I was in the field at Summerville N.J. in 1978 with almost 200 other road cyclists. Summerville was one of my favorite races cause it had a huge crowd every Memorial Day of about 20,000 watching. It was also short and fast at 50 miles, it sorta bridged the gap between being a roadie or trakkie race. I was definitely a roadie and better at hills, but 50 miles started to spread things out, and my only real hope of doing well was maybe getting some kind of small gap right near the finish, or having great position in the field sprint.

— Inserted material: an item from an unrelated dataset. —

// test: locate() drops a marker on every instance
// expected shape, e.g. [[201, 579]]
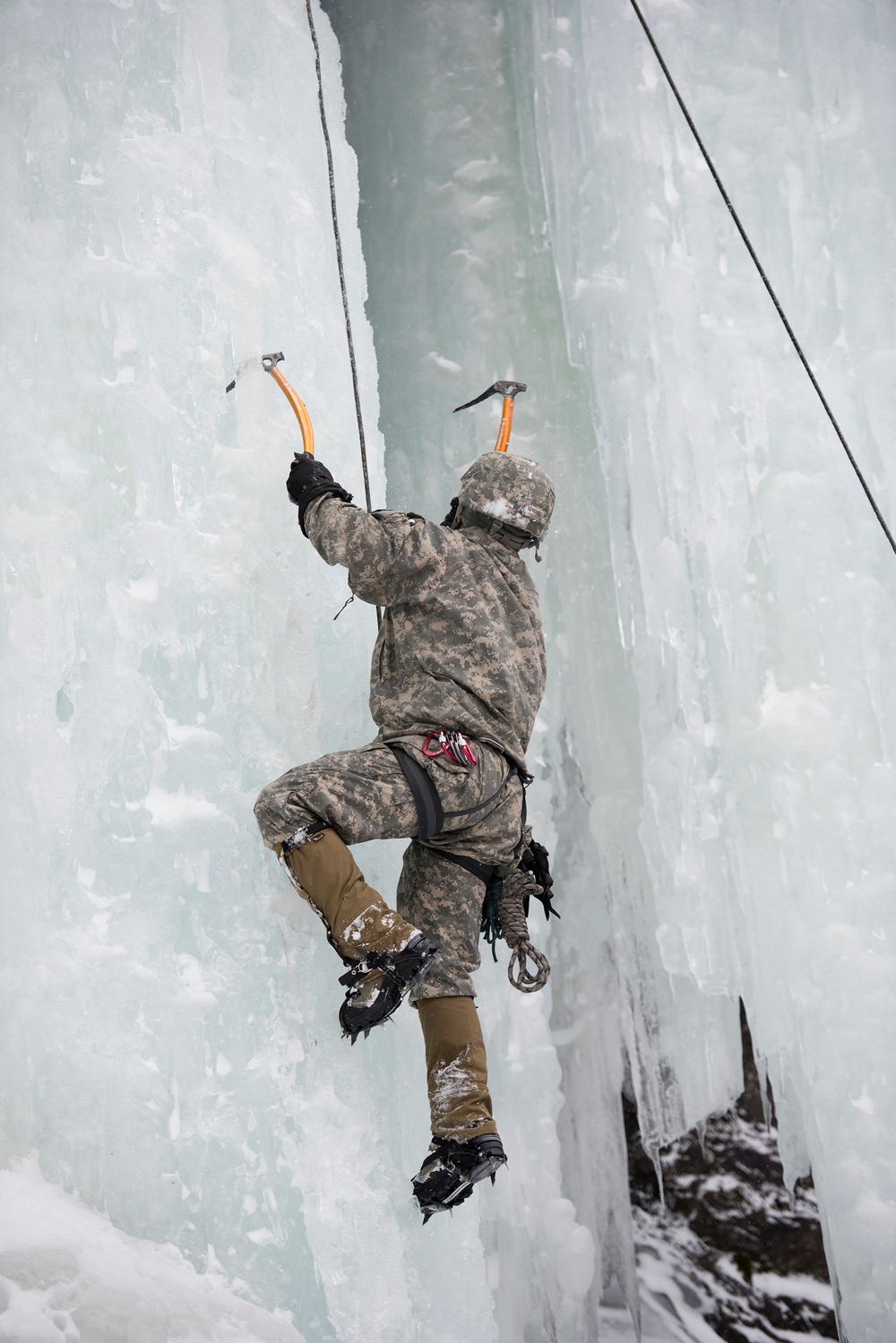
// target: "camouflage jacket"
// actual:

It was getting near the finish and I was feeling good and getting more pumped with every flat fast mile lap. I noticed that Jim Ochowicz, a well known trakkie from Kenosha and the Schwinn Wolverines was sitting in on one of my Indy USA teamates and local friends Wayne Stetina. Now Wayne was like the premier road rider in the '70s having won a handful of road titles, and we all knew that he'd probably be trying to get off the front near the finish. I knew that Ochowicz was going to try to spoil any of his breaks, and then as usual would probably lead Roger Young, his brother-in-law and well known match sprinter, out in the sprint from a lap or two from the finish.

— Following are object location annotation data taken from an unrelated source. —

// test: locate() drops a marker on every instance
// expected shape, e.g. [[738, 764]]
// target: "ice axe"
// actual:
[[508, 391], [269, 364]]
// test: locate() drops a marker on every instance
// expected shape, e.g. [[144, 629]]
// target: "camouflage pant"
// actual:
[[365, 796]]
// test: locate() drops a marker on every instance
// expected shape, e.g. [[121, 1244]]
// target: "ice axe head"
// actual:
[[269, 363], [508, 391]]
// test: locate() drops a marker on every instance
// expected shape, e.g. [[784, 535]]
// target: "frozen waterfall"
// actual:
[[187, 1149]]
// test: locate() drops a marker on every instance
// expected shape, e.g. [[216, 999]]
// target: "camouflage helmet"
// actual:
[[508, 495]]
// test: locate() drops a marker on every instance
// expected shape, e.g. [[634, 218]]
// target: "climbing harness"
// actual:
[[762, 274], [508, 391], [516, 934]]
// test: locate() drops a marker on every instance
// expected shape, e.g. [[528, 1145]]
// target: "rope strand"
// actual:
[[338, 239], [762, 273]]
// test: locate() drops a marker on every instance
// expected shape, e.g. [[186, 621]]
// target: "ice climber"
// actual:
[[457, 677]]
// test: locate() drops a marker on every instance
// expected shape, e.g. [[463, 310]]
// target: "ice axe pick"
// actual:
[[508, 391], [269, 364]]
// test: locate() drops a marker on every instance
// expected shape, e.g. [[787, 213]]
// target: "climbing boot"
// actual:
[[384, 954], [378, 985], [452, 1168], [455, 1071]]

So I thought I'd help Wayne get free maybe, and if things got broken up, I'd sit in and counter if any break was caught then later on. So I started getting next to Ochowicz and then simply telling Wayne which side to move to, which cleared his wheel to allow him a clean break with no "enemy" on his wheel. After a couple of times, Ocho got real huffy, and started threatening me to stay away. I sorta got windy back, because I wasn't doing anything but positioning, and you really can't lay a permanent claim to someone's wheel in a bike race, so we were exchanging words. So it was winding down, and a little late for any breaks besides, but I blocked for Wayne again, and don't recall if he ever got off that day. But what did happen- and only three or four laps from the finish, while we were all in great position near the front, really- was that suddenly going through the third of the four corners, Ochowicz came past me from behind and started grabbing at me- I don't know what he really intended, but before I knew it I was going down. But I wasn't going down alone, and I grabbed him as I fell.
So here we are, both down on the pavement in front of a huge pack of winding up racers, just a few short miles from the finish of one of the most important races in at least my own mind (and about 5 or 600 miles from home) So it was real stupid, and almost miraculously no one else hit us or fell. I had some skratches that luckily weren't worse, and after the race Wayne told me that people were coming up to ask him who his "kamikazee teamate" was, which was amusing- but not really true- I was just bike racing, and quite legitimately until it became personal with words.